The first phase of local government reform began with the Local Government Transitional Act of 1993, when negotiating forums, also referred to as “local governments of unity”, became an important mechanism for creating some stability at the local level before the first democratic national and provincial elections held in 1994, and the local government elections which took place in 1995 and 1996.

The second phase was marked by the election of transitional councils from November 1995. Although not fully democratically elected, a total of 843 transitional councils were established throughout the country from the over one thousand disparate and racially defined local municipal units.

Lehohla needed no reminding of the significance of this step in the process of establishing local government anew: “When that day finally came, I think there was a very strong promise around delivery through those local governments as well as exercising a vote to freedom by freely choosing your representatives. So that phase of 840 local governments was very important.” 

In the third phase, the first fully democratic non-racial local government elections took place on 5 December 2000, in terms of the 1996 Constitution. The Constitution required the establishment of three categories of wall to wall municipalities: namely, category A (single tier municipalities), category B (local municipalities) and category C (district municipalities which contain two or more local municipalities). 

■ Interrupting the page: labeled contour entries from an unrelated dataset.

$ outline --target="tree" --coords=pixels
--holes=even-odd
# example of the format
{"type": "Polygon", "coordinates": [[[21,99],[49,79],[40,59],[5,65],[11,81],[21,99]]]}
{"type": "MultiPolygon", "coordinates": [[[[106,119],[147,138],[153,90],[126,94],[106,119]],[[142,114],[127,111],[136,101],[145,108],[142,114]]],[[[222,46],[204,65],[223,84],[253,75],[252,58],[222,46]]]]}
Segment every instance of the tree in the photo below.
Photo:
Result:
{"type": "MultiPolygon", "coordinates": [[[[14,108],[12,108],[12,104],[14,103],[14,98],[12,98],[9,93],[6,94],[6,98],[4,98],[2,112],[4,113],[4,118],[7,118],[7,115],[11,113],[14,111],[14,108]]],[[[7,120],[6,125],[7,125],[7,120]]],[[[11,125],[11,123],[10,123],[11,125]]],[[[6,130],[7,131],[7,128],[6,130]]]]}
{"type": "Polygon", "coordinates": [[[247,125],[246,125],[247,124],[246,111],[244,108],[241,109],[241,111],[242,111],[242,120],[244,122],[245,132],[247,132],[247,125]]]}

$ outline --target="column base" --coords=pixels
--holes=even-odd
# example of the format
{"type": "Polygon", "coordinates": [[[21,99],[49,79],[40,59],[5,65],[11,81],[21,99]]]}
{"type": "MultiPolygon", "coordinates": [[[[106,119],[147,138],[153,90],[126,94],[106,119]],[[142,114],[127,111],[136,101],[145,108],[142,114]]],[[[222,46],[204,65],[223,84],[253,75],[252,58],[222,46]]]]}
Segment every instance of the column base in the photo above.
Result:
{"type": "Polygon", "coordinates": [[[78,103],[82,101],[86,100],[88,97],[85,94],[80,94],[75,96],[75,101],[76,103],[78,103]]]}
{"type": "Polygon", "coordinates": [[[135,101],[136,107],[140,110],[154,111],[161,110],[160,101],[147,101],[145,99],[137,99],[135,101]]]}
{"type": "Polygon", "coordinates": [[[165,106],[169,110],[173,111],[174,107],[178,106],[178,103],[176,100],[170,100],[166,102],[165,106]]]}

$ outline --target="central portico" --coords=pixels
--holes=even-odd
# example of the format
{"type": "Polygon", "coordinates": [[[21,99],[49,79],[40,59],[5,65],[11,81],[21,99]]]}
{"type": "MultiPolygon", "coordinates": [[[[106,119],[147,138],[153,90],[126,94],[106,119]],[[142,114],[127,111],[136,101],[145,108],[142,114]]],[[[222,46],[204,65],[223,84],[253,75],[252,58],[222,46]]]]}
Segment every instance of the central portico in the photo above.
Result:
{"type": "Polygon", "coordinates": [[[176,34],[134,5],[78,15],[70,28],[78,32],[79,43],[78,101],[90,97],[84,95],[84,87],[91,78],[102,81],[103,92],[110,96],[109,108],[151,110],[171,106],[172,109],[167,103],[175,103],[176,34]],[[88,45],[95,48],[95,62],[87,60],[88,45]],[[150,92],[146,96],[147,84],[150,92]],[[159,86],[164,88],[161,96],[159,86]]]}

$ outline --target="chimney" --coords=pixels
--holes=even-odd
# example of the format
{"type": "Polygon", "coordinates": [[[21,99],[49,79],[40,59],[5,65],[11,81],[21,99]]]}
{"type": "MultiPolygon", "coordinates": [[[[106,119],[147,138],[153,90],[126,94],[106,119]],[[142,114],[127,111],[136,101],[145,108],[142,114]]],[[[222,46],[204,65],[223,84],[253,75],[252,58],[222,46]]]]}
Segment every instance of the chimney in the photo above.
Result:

This system of local government was finally established in December 2000.

Service delivery- successes and challenges
Over the past two and a half decades, remarkable achievements have been made in increasing access to a basic level of essential municipal services, especially for millions of people who did not have them before 1994. 

The 2018 Stats SA non-financial census of municipalities report bears witness to this. The report revealed that the number of households receiving basic services from municipalities had increased significantly compared to the previous year.

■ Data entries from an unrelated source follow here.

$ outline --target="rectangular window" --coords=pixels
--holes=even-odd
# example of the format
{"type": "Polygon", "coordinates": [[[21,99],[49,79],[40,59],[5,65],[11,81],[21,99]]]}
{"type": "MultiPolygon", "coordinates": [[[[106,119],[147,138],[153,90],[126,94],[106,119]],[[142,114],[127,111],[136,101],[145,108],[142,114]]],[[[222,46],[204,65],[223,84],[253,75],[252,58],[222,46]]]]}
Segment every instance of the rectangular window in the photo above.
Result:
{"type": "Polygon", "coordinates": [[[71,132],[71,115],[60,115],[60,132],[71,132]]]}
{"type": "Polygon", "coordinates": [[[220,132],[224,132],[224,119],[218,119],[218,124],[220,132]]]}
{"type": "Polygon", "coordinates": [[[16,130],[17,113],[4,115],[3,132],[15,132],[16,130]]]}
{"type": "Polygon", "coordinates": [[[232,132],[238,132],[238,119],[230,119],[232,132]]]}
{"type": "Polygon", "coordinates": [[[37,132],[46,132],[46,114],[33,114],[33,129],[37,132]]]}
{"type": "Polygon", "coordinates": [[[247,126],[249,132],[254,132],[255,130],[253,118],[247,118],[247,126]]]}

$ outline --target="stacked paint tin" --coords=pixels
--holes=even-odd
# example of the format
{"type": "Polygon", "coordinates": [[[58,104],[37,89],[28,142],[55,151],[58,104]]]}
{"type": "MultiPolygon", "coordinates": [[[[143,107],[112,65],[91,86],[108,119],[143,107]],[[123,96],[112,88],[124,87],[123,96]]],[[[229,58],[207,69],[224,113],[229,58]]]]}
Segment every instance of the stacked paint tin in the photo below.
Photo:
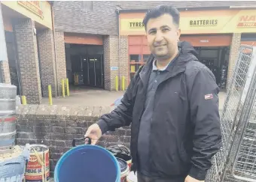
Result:
{"type": "Polygon", "coordinates": [[[29,145],[15,145],[17,87],[0,83],[0,181],[22,182],[29,145]]]}
{"type": "Polygon", "coordinates": [[[0,154],[13,151],[16,136],[17,87],[0,83],[0,154]]]}

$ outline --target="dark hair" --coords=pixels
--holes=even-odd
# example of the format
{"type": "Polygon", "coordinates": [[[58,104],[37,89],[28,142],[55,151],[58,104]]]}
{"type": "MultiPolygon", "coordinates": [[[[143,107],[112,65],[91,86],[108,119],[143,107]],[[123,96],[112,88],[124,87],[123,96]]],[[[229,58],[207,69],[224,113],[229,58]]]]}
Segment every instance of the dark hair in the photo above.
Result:
{"type": "Polygon", "coordinates": [[[172,16],[173,22],[176,24],[176,25],[179,26],[179,12],[178,10],[169,5],[160,5],[154,7],[150,10],[148,10],[144,17],[143,24],[145,25],[145,28],[146,29],[148,22],[151,18],[157,18],[161,16],[163,14],[169,14],[172,16]]]}

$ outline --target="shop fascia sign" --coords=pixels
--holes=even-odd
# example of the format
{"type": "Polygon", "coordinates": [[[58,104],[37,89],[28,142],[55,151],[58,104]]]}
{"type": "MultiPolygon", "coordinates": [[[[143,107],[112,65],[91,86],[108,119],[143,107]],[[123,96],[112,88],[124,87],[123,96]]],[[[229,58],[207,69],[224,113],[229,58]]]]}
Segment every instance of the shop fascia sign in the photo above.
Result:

The highest percentage increase was recorded in the provision of water (3.7), followed by sewage and sanitation (3.6%), electricity (3.1%), and solid waste management (2.4%).
The report further emphasized that 13.3 million consumer units receive water services from municipalities in South Africa, 11.9 million receive electricity, 11.7 million sewage and sanitation and 9.9 million receive solid waste services. 

Although there has been significant progress, the 25-year journey has also had its fair share of challenges. There are a range of concerns, including community protests, increasing access to services, the quality of those services, and more broadly, a local government system that is responsive, accountable, effective and efficient.

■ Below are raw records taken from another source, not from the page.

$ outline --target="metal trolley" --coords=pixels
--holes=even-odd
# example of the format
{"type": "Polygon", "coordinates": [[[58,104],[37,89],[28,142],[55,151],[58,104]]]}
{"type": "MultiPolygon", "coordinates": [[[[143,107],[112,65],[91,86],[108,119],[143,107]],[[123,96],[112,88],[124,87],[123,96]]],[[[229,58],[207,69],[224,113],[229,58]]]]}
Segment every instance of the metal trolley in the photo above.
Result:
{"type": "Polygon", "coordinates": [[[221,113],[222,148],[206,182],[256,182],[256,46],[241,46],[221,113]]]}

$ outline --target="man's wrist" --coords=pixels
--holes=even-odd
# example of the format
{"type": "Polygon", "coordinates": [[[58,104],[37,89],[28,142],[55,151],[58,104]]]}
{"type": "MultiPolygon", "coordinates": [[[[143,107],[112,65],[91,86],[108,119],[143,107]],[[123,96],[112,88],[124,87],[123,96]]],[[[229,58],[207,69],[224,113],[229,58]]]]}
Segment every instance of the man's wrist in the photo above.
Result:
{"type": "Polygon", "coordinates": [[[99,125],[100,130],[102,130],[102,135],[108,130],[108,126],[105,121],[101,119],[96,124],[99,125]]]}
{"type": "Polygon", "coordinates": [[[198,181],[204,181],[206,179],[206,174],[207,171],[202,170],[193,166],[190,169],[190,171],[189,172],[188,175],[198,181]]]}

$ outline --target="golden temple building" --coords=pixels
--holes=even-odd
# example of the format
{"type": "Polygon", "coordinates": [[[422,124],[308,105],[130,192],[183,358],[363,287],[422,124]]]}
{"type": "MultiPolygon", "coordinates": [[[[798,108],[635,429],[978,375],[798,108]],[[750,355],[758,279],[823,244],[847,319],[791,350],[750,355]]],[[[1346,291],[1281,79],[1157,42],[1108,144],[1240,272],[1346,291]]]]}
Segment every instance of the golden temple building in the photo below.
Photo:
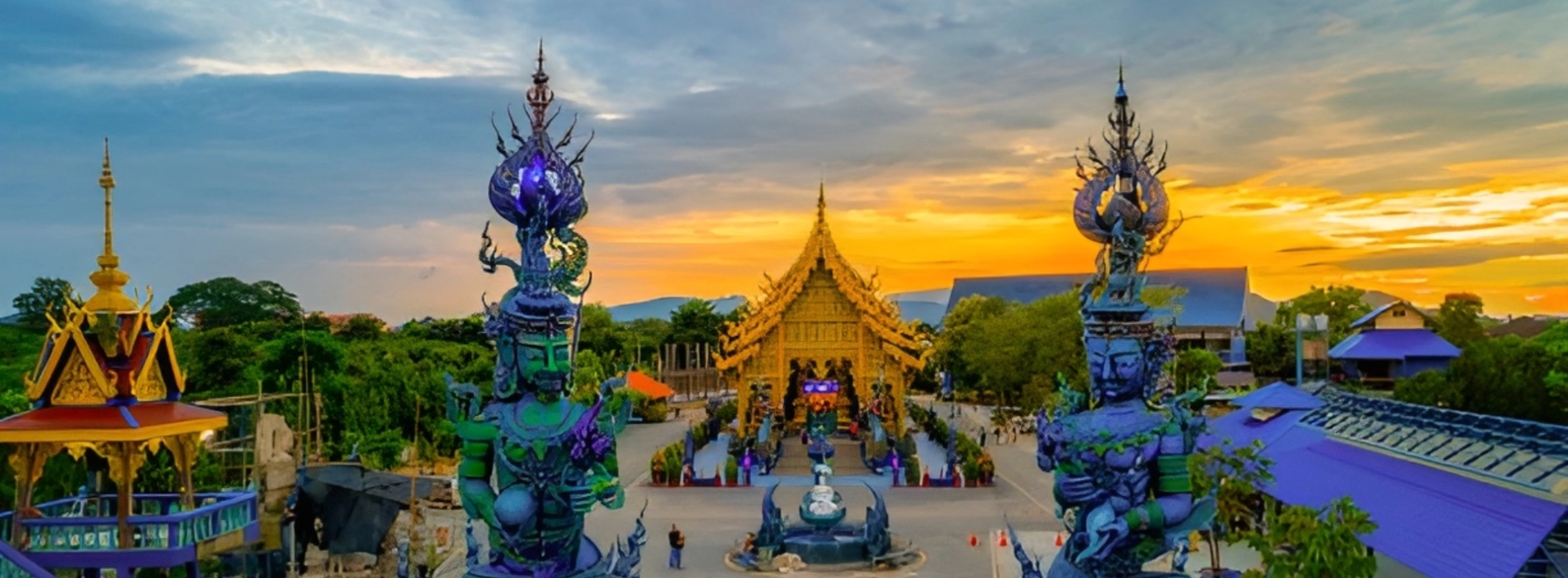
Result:
{"type": "Polygon", "coordinates": [[[825,187],[817,188],[817,223],[784,276],[764,273],[764,295],[748,300],[745,320],[724,328],[715,366],[740,385],[740,435],[764,415],[804,421],[804,380],[839,382],[839,421],[880,408],[883,427],[903,432],[903,397],[924,366],[914,330],[898,306],[878,295],[877,275],[861,276],[828,231],[825,187]]]}
{"type": "MultiPolygon", "coordinates": [[[[49,316],[49,335],[38,364],[24,375],[31,410],[0,419],[0,444],[14,448],[17,512],[31,507],[44,462],[61,451],[82,459],[88,451],[108,460],[118,487],[119,547],[130,548],[132,485],[147,452],[168,449],[180,476],[185,509],[194,504],[191,468],[202,432],[223,429],[229,418],[180,402],[185,374],[174,360],[169,324],[154,320],[152,291],[138,303],[125,295],[130,275],[114,254],[114,176],[103,141],[103,254],[91,280],[97,292],[77,303],[60,295],[64,319],[49,316]]],[[[11,539],[22,543],[22,515],[11,518],[11,539]]]]}

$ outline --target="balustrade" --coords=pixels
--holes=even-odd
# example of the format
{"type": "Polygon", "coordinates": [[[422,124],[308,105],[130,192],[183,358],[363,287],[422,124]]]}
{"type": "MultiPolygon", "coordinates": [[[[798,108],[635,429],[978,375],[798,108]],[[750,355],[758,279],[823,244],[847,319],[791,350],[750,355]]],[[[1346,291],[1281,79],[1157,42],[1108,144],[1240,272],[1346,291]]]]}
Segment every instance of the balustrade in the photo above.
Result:
{"type": "MultiPolygon", "coordinates": [[[[179,495],[140,495],[127,521],[132,531],[132,548],[169,550],[201,543],[218,536],[243,531],[257,520],[256,495],[210,493],[196,495],[198,507],[180,510],[179,495]]],[[[22,520],[27,529],[27,551],[93,551],[119,550],[119,520],[114,518],[116,499],[67,498],[38,506],[41,518],[22,520]]],[[[0,514],[0,534],[9,542],[14,512],[0,514]]],[[[0,569],[0,578],[9,575],[0,569]]]]}

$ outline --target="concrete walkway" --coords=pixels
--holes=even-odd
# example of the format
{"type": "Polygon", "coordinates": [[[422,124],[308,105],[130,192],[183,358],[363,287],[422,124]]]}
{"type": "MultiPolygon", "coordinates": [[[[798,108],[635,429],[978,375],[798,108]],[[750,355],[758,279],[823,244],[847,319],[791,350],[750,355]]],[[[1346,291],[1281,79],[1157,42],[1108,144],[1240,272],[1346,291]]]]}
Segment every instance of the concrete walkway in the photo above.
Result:
{"type": "Polygon", "coordinates": [[[729,459],[729,434],[720,434],[717,440],[709,441],[696,454],[691,454],[691,473],[696,477],[713,477],[724,470],[724,462],[729,459]]]}
{"type": "Polygon", "coordinates": [[[914,454],[920,459],[920,470],[925,470],[931,477],[946,477],[947,473],[947,448],[936,441],[931,441],[925,432],[914,434],[914,454]]]}

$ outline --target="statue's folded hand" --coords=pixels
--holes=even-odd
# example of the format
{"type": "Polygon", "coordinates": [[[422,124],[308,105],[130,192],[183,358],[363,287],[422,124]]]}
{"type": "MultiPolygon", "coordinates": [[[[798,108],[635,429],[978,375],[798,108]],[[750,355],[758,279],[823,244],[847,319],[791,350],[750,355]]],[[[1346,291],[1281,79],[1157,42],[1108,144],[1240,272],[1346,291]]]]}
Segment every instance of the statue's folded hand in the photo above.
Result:
{"type": "Polygon", "coordinates": [[[1105,490],[1099,488],[1094,477],[1090,476],[1058,474],[1057,488],[1062,492],[1062,499],[1069,504],[1087,504],[1105,496],[1105,490]]]}

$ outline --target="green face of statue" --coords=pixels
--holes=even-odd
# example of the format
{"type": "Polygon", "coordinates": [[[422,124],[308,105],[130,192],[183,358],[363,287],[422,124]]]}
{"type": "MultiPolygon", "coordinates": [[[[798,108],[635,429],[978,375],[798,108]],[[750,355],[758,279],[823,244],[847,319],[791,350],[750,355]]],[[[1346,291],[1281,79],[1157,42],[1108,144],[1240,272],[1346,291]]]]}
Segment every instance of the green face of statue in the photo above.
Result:
{"type": "Polygon", "coordinates": [[[517,339],[517,372],[525,390],[561,393],[572,377],[572,341],[561,333],[517,339]]]}

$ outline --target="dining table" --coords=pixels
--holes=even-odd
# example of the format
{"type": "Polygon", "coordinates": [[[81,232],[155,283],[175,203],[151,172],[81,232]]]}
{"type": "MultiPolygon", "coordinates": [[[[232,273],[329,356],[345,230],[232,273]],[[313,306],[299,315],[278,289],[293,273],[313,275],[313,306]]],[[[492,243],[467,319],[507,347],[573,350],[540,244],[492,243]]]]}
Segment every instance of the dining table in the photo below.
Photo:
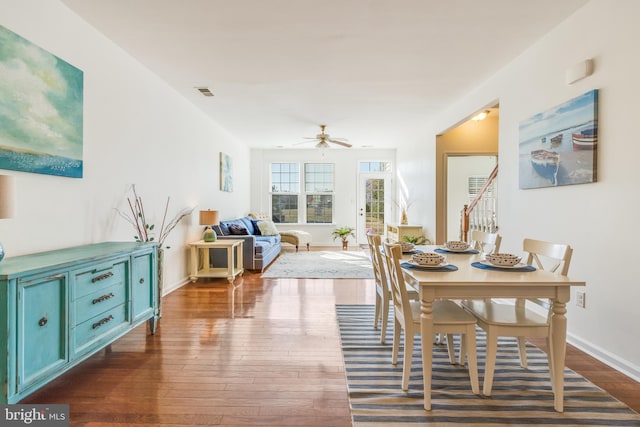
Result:
{"type": "MultiPolygon", "coordinates": [[[[416,246],[415,251],[440,252],[448,269],[419,268],[409,265],[411,253],[403,254],[405,281],[414,286],[420,295],[420,326],[422,342],[433,337],[433,302],[438,299],[479,298],[547,298],[551,303],[549,371],[554,393],[554,408],[563,412],[564,363],[567,337],[567,307],[571,286],[585,286],[584,281],[574,280],[539,268],[486,268],[484,254],[480,251],[447,252],[443,246],[416,246]],[[476,263],[473,266],[472,263],[476,263]],[[485,268],[482,265],[485,265],[485,268]]],[[[424,409],[431,410],[432,348],[422,346],[424,377],[424,409]]]]}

“There were stagnations including possible losses that municipalities have had,” Lehohla acknowledged. 

Action required to fix local government problems.
The National Development Plan (NDP) offers a number of solutions essential to strengthening the ability of local government to fulfil its developmental role, and ultimately placing local government on a positive trajectory to achieve its goals for the 2030 vision.

Lehohla also shared a few actionable insights on what can be done to improve local government performance.

The professionalization of local government and closing the technical skills deficit were among those identified.

“The biggest assets that we have are people and investing in their capacity to comprehend and empathize is very important. It’s one thing to get people to empathize, it’s another to empathize with knowledge. You’ll get better results says Lehohla.

“One of the things that’s very important, is for local government to actually understand the tasks that are at hand.”

Throughout the month of November, SALGA will be taking stock of the progress made and the challenges that local government has faced over the last 25 years. More importantly, the organization will use the opportunity to also prepare for the challenges ahead. 

This with the aim of gaining new insights that will enable the sector to find new solutions to age-old problems.